Из семидесяти двух часов, отпущенных Стрепетову Головкиным, истекли двадцать три.

Голова была свежая, мысли приходили четкие, легко додумывались до конца и укладывались в строгом порядке одна к другой, держа наготове трезвые, надежные выводы.

Он надел свитер и вышел на балкон. С угла соседней крыши толстой белой морковью свисала сосулька. Конечно, это еще не весна. Весна начнется недельки через две, когда сосулька похудеет и станет прозрачной, когда их появится видимо-невидимо — ледяных карандашиков, беспрестанно роняющих светлые капли.

Но все-таки сосулька есть сосулька, и, раз появившись, она будет расти... Интересно, насколько она удлинится, пока он распутает вчерашнее дело?

Минут через пятнадцать можно ехать в больницу. Предстоит довольно каверзный допрос, если верить предчувствию.
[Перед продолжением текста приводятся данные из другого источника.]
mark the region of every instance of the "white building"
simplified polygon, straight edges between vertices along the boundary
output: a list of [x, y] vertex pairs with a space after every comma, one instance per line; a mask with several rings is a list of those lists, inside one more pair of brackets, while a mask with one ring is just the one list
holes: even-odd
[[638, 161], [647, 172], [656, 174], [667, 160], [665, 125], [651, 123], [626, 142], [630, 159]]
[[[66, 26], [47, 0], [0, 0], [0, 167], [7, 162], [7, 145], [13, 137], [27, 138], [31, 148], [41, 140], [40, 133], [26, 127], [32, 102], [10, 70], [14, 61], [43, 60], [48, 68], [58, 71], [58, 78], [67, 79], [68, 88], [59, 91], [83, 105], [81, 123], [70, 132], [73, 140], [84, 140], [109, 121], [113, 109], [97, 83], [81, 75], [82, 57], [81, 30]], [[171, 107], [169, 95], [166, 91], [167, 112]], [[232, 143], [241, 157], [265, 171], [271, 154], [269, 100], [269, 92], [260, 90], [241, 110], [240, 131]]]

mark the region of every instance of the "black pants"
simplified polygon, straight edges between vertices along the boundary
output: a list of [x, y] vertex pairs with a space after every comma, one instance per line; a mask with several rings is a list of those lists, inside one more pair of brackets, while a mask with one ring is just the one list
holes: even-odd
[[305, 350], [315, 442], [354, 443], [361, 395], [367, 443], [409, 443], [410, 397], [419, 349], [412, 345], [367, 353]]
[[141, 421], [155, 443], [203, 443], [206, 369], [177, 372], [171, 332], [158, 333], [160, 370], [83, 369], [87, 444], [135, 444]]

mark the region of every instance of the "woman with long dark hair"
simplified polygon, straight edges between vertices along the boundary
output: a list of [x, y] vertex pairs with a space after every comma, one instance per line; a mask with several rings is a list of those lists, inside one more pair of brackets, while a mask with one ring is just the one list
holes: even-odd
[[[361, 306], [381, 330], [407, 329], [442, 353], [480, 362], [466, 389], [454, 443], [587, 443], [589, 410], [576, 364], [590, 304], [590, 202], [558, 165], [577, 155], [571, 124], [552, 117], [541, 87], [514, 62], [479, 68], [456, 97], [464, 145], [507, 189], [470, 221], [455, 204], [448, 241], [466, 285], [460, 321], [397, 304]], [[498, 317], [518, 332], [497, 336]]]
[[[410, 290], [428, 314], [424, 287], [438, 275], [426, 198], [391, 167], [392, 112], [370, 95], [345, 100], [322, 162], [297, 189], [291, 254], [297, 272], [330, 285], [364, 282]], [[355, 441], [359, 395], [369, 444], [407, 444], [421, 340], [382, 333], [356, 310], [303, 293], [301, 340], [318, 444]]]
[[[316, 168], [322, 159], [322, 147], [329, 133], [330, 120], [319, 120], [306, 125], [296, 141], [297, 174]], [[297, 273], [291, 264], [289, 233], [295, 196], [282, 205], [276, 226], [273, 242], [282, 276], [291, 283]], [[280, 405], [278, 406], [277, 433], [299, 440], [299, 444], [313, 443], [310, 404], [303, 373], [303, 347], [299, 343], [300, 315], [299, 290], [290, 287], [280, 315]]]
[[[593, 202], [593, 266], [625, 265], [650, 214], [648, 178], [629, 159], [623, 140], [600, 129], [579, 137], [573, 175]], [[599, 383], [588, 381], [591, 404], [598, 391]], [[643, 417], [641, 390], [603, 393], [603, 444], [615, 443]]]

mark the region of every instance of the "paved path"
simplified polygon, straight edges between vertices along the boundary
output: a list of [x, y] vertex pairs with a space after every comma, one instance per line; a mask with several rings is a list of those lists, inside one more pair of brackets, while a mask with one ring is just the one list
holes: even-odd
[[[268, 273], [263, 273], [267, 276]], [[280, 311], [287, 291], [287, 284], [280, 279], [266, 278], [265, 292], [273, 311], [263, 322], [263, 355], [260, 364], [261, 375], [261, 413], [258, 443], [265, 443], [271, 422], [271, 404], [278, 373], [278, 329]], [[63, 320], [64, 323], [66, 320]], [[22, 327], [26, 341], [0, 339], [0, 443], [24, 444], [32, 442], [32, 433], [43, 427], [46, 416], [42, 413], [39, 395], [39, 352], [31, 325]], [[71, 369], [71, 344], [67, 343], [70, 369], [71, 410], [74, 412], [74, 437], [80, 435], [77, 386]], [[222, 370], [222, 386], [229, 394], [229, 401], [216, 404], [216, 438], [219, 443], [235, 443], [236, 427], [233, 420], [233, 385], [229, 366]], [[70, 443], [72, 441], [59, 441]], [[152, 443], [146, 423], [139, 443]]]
«Ну-ка, прикинем, что же я знаю».

Все, что он знал, было связано с четырьмя пунктами: с палаткой, скупавшей порожние бутылки, палисадником, возле которого начинался кровавый след, тем местом, где найдена гильза, и, наконец, с развороченным сугробом у границы расчищенного асфальта. Теперь он перебирал их в обратном порядке — так, как они располагались во времени.
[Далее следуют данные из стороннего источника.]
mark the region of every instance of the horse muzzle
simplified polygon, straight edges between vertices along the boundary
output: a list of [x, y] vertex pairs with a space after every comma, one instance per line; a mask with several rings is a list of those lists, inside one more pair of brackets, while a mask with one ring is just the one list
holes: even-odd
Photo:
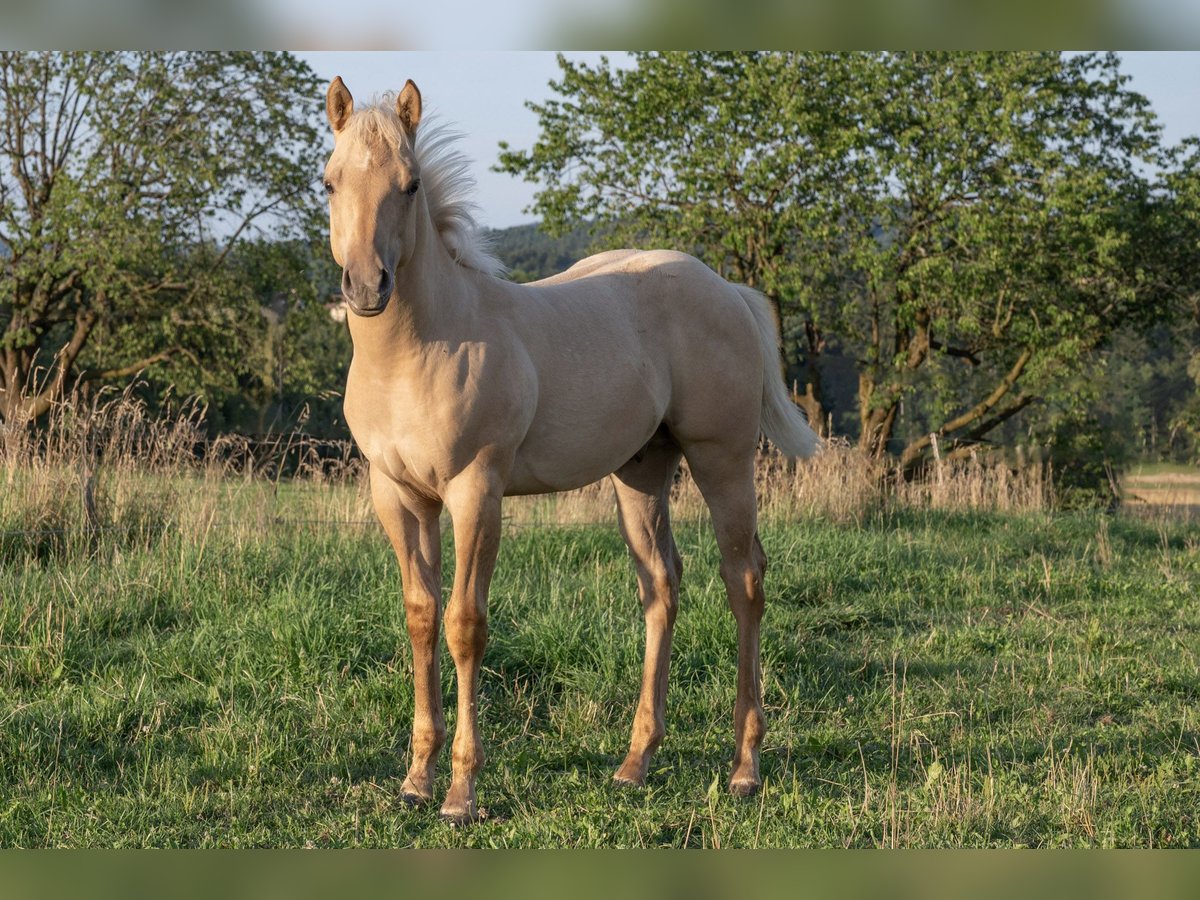
[[378, 316], [388, 307], [395, 284], [386, 269], [382, 269], [378, 278], [371, 281], [360, 281], [350, 275], [349, 269], [342, 270], [342, 298], [350, 312], [362, 318]]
Итак, пуговица, окурок и развороченный сугроб. Изжеванный окурок принадлежит раненому парню. Такой же висел у него на губе, когда Стрепетов его увидел. Окурок растерт каблуком — значит, парень стоял здесь, какое-то время; стоял вместе с дружком — исчезнувшим Васей. На том же месте произошла встреча с третьим — стрелявшим.